A North Carolina man hired an airplane to orchestrate a high-flying counter protest in response to demonstrators who are demanding the state lift its stay-at-home restrictions during the coronavirus.
The plane towed a long banner that read: "FEWER GRAVES IF WE REOPEN IN WAVES" over a crowd of ReOpenNC protesters, who marched in downtown Raleigh on Tuesday.
Todd Stiefel, the man behind the banner, said he really wanted to face the protesters in person. But he said he felt it would not be safe because he has a condition called common variable immunodeficiency, which makes him vulnerable to viruses and bacteria.
"I've been trying to figure out a way to voice an opinion for those who can't show up in mass and make a very public display," he told CNN in a phone interview. "It dawned (on) me: what about those planes that fly over the beach that pull those big banners?"
He looked online and found someone who would fly around with his message for the entire four hour protest for $3,500.
"It was worth every penny," Stiefel said.
North Carolina started easing restrictions on May 8 as part of its three phase reopening plan.
In Phase 1, retail outlets can open at 50% capacity, restaurants and bars can offer takeout and delivery and childcare centers are open for working parents and families looking for work.
Salons, barber shops, gyms, movie theaters and many other businesses are still closed.
North Carolina has reported 15,950 coronavirus cases and 616 deaths, according to Johns Hopkins University.
In the last month, protests have popped up in states across the US -- including Michigan, Ohio, Kentucky, Minnesota and Utah -- over stay-at-home restrictions. Those who have flocked to the streets have voiced their concerns about the economic fallout of the coronavirus pandemic.
Stiefel said he empathizes with the protesters, who are concerned about losing their businesses, but he said its important to balance economic concerns with people's safety.
"The people who are protesting now are not there for balance they want everything back to a normal that doesn't exist anymore," he said.
Because of his condition, Stiefel said he and his teenage children haven't really gone anywhere in two months.
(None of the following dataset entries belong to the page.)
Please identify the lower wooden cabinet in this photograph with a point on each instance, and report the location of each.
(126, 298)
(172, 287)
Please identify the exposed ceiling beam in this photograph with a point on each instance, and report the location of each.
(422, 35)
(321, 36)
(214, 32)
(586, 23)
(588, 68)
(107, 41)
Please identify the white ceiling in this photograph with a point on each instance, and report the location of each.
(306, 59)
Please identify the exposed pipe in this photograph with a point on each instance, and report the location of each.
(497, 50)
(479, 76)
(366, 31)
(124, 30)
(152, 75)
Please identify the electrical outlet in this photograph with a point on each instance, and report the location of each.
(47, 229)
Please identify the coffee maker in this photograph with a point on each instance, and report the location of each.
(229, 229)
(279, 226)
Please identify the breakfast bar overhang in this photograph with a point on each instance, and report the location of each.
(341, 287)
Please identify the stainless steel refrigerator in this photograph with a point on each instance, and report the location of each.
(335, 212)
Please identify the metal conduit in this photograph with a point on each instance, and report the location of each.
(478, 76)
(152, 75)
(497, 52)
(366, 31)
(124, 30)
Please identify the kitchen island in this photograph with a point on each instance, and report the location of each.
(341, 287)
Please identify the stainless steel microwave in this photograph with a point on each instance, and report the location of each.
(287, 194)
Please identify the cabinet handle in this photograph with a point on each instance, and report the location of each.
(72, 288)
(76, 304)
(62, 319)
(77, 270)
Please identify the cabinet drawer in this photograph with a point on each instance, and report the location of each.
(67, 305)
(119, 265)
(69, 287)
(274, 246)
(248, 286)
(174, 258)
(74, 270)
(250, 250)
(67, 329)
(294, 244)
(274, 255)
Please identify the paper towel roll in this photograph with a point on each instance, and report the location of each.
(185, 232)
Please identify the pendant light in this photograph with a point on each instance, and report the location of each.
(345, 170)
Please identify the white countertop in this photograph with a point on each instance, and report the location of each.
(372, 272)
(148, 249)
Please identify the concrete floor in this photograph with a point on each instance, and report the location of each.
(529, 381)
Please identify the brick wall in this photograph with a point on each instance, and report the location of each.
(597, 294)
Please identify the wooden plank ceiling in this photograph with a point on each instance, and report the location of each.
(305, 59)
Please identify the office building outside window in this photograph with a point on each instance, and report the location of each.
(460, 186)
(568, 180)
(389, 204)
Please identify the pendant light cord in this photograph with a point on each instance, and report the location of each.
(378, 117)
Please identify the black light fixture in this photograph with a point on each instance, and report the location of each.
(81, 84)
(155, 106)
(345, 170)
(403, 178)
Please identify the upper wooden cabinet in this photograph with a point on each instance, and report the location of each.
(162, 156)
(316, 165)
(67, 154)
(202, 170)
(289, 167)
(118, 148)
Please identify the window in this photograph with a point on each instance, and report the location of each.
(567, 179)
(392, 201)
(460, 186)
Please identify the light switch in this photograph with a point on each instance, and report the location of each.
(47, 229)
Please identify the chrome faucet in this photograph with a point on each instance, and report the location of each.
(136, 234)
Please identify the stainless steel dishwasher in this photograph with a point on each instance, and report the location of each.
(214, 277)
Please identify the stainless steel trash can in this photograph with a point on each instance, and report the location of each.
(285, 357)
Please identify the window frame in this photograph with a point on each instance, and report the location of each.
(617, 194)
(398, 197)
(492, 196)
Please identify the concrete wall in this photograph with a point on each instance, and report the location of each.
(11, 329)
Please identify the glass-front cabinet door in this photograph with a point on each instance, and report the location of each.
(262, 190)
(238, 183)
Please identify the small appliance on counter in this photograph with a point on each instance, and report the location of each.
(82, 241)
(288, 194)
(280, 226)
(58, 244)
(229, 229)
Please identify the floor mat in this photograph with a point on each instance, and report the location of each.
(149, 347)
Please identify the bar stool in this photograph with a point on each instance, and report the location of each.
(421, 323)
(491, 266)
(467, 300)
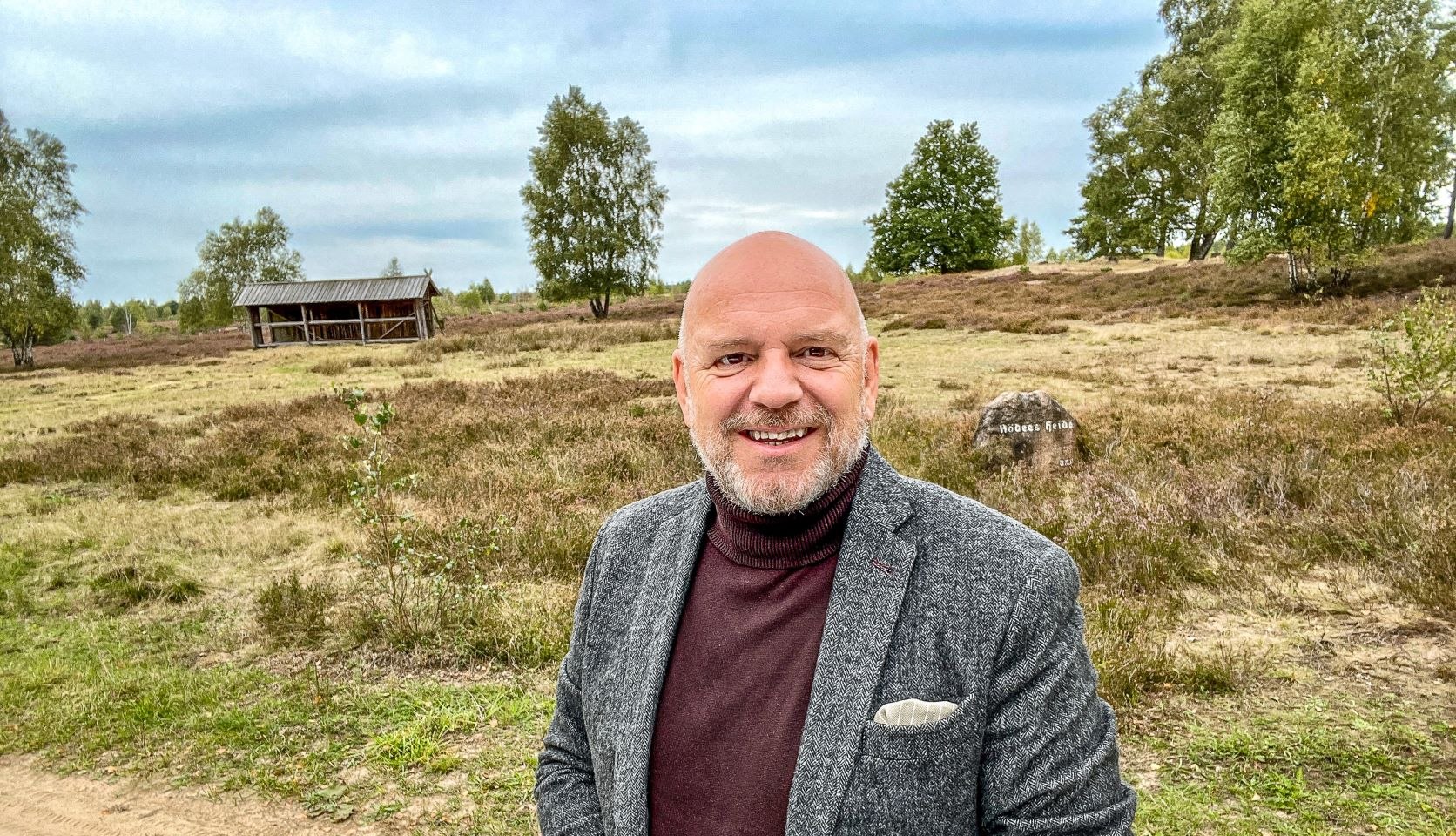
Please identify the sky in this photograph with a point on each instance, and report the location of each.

His wife, Diana, goes out as little as possible to buy groceries or pick up medicine.
"We don't do takeout food, we don't do delivery food, my doctor advises against all of that, he said. "Everything gets Cloroxed or sits for three days."
They have visited his mother, who's also been under a strict quarantine.
Stiefel said he can work from home and he doesn't know when he'll be able to be back out in the world.
"I'm going to be indoors for a long time. It's going to be a very long time before I can go back to normal. I don't know how long," he said.
He said he's received emails and Facebook messages from a lot of people, who are in the same position.
"I've had a number of imunocompromised people thank me for giving them a voice and that feels great, it really does," he said.
Stiefel said he'd originally only planned to do this once, but he's thinking about expanding this and even flying the banner in other states.